Even if Vetements sends its edgy, pseudo-ironic collections hurtling down the runway at breakneck speed, please don’t call it fast fashion.
Continuing to trumpet the environmental perils of a world clogged with cheap, disposal clothing, the indie brand plans to fill the main windows of Harrods with piles of donated clothes that are to be upcycled in aid of NSPCC, a children’s charity in the U.K.
Slated to run from Feb. 8 to March 2, the display kicks off a year during which Vetements chief executive officer Guram Gvasalia plans to use the brand as a vehicle to promote sustainability and encourage consumers to buy less.
He told WWD the company is “taking the concept to local communities worldwide” and planning to mount 50 different installations this year.
“Overproduction and market oversaturation is one of the biggest environmental problems of today,” according to Gvasalia, who runs the company, now headquartered in Zurich, with his designing brother Demna. “Brands are overselling in a constant pursuit of growth, artificially inflating their numbers and reporting high demands while in reality overstocking retailers and their own stores.” He estimated that 30 percent of merchandise produced by fashion brands is never sold and ends up in landfill.
Passersby, along with store employees, are invited to donate their “pre-loved” clothes.
“The project with Harrods is phenomenal due to the fact that 4,000 Harrods employees are donating their personal clothes for the installation, clothes they probably don’t need or want anymore,” Gvasalia said. “We tried to approach brands to help us fill windows with their dead stock to make a point, [but] no one seemed to be willing to admit that they purposely keep producing more than they can sell.”

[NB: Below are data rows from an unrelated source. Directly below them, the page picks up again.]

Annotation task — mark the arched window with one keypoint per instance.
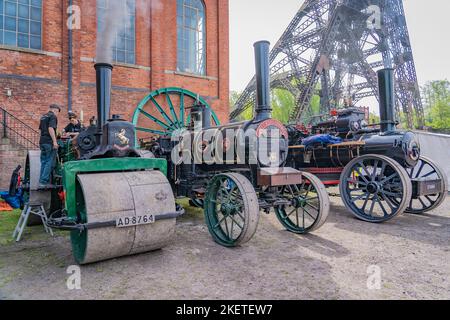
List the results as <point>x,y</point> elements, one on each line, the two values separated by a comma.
<point>191,36</point>
<point>125,38</point>
<point>21,23</point>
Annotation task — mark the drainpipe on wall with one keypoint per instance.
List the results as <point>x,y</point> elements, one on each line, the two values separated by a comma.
<point>70,71</point>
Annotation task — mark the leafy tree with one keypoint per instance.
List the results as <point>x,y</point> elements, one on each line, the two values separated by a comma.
<point>283,103</point>
<point>436,95</point>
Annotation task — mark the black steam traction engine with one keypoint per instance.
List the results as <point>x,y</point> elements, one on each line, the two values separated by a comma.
<point>234,192</point>
<point>379,170</point>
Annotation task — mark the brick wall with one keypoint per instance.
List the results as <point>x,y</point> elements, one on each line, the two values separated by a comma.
<point>10,157</point>
<point>39,78</point>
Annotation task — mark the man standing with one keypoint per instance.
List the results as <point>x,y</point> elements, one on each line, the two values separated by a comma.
<point>73,129</point>
<point>48,144</point>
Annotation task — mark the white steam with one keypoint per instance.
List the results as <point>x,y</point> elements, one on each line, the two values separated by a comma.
<point>115,17</point>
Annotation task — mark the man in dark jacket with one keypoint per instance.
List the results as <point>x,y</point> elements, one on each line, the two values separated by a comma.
<point>73,129</point>
<point>48,144</point>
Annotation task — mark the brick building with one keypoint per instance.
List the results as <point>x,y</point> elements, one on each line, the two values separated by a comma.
<point>165,43</point>
<point>35,61</point>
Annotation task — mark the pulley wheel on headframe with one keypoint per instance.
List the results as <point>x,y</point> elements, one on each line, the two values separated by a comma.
<point>165,110</point>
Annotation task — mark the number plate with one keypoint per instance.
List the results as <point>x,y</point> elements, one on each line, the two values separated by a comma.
<point>126,222</point>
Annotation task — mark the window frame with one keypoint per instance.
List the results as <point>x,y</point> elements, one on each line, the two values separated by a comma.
<point>183,64</point>
<point>29,20</point>
<point>115,49</point>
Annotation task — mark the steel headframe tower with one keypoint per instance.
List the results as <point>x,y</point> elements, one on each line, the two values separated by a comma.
<point>333,48</point>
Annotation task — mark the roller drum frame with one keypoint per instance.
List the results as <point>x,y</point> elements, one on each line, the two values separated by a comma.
<point>105,197</point>
<point>32,173</point>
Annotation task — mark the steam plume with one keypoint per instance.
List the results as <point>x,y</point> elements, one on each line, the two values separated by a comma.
<point>116,15</point>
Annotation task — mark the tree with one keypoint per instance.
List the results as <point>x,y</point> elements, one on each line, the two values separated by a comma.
<point>283,103</point>
<point>436,96</point>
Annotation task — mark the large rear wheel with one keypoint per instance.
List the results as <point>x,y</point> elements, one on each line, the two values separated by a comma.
<point>231,209</point>
<point>427,169</point>
<point>375,188</point>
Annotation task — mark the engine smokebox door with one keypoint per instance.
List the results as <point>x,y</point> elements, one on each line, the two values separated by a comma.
<point>273,177</point>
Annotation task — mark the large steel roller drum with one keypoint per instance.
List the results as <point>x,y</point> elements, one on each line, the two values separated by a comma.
<point>33,195</point>
<point>105,197</point>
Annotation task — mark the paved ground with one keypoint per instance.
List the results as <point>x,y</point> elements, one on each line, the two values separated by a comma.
<point>412,254</point>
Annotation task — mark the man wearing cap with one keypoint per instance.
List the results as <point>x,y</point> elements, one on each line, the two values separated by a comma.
<point>48,144</point>
<point>73,129</point>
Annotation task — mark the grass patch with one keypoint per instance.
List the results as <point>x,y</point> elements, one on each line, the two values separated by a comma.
<point>8,222</point>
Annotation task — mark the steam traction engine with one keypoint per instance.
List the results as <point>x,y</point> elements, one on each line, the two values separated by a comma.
<point>113,198</point>
<point>380,171</point>
<point>234,191</point>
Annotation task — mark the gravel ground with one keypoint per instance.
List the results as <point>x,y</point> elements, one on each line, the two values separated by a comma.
<point>412,254</point>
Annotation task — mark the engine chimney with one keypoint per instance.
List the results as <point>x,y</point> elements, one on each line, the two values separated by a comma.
<point>103,76</point>
<point>386,86</point>
<point>263,109</point>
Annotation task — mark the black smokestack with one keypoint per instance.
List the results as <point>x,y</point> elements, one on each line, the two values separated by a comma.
<point>103,76</point>
<point>386,86</point>
<point>263,104</point>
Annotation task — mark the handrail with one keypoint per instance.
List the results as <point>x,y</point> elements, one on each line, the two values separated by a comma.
<point>18,131</point>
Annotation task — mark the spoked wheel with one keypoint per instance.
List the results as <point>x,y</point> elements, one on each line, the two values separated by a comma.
<point>375,188</point>
<point>426,168</point>
<point>309,205</point>
<point>197,203</point>
<point>166,110</point>
<point>231,209</point>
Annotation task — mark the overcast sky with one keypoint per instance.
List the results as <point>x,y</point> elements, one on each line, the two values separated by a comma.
<point>253,20</point>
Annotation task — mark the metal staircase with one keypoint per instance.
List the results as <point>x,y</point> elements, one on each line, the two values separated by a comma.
<point>17,132</point>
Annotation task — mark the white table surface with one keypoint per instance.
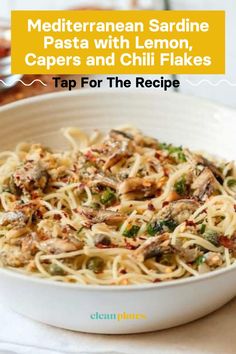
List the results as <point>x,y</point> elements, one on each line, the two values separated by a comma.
<point>215,334</point>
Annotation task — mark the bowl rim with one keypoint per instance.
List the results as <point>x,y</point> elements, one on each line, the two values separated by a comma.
<point>104,91</point>
<point>135,287</point>
<point>122,288</point>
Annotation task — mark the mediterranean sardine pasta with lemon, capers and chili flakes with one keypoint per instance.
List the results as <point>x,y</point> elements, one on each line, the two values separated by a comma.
<point>118,209</point>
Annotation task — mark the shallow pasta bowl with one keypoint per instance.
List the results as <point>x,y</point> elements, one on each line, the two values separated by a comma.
<point>119,309</point>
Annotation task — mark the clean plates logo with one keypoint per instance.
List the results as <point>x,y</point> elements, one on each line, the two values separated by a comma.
<point>119,316</point>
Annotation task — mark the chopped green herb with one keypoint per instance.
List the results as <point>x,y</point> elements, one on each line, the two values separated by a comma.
<point>55,269</point>
<point>171,224</point>
<point>160,226</point>
<point>231,183</point>
<point>166,259</point>
<point>212,237</point>
<point>132,231</point>
<point>79,231</point>
<point>174,151</point>
<point>203,228</point>
<point>108,197</point>
<point>96,264</point>
<point>200,260</point>
<point>154,228</point>
<point>181,186</point>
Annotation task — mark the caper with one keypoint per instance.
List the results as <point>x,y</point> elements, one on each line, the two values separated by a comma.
<point>102,239</point>
<point>96,264</point>
<point>55,269</point>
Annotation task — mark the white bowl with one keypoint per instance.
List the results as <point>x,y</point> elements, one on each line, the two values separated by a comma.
<point>170,117</point>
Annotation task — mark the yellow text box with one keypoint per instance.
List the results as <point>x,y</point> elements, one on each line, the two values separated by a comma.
<point>118,42</point>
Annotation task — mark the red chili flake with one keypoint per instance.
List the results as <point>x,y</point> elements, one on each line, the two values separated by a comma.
<point>158,192</point>
<point>90,156</point>
<point>34,195</point>
<point>123,271</point>
<point>228,242</point>
<point>101,245</point>
<point>57,217</point>
<point>190,223</point>
<point>130,247</point>
<point>166,173</point>
<point>156,281</point>
<point>157,155</point>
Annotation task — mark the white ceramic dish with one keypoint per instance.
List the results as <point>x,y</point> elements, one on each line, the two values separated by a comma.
<point>170,117</point>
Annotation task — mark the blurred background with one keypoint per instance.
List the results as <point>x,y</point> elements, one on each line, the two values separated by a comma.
<point>219,88</point>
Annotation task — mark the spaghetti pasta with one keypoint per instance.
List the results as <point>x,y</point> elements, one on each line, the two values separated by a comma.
<point>117,209</point>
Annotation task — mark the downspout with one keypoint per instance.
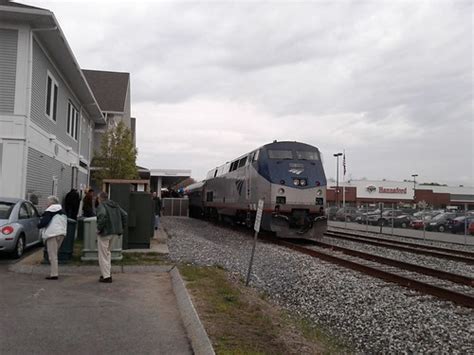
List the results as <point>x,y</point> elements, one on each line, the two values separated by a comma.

Last year, Vetements mounted similar displays of discarded clothing at Maxfield in Los Angeles and Saks Fifth Avenue in New York — prompting some to question the brand for pontificating on the ills of excess consumerism while shilling expensive sweatshirts, jeans and bomber jackets.
Asked how he reconciles the plea to buy less with the ambitions of his company, Gvasalia countered that, “Vetements’ ambition has never been to sell as much as possible.
“We like the idea of slowing down. We like the idea of slow fashion to buy less, buy quality and buy long-term,” he said. “The main purpose of making those installations is to raise awareness and to remind the general public about the issue of overproduction and over-consumption, to make brands feel guilty for hyper-saturating the market and damaging the planet, and hopefully to start proper and honest conversations regarding those issues.”
He described Vetements, which ignited a global trend for street-inspired fashions, as “a very small player in comparison to giant conglomerates of the industry.”
“The main problem is those big brands trying to inflate their numbers no matter what, in a pursuit to report artificial growth by overproducing and overstocking. Ironically enough, those brands are usually the ones who communicate the most how important is sustainability.”
Gvasalia argued that a sustainable approach to fashion “has always been a core value of our company.” He noted that Vetements’ first collection included jeans patched together from vintage Levi’s, “giving something old and unwanted a second life and a new purpose,” and that all subsequent collections rework secondhand garments, including dead stocks of military and workwear manufacturers.
“We only deliver to stores what they order and never restock or reproduce sold-out styles,” Gvasalia said. “Being an independent brand, we are always taking on new opportunities and looking for creative ways to make our company more sustainable.”
He noted window displays like the one at Harrods are meant to provoke discussion and raise awareness about sustainability.
“If all the big players are politically involved and afraid to raise those issues properly and honestly, we would like to ask all the young and independent brands to raise their voices. Don`t think that someone else will save the planet,” he said.
Helen David, chief merchant at Harrods, called it a “coup” to work with Vetements, “who constantly shake up the fashion industry and this project is no exception.”
Last December, the landmark London retailer added a 900-square-foot Vetements women’s wear shop in its Superbrands area on the second floor, and it is to introduce a men’s wear corner in its basement level later this month.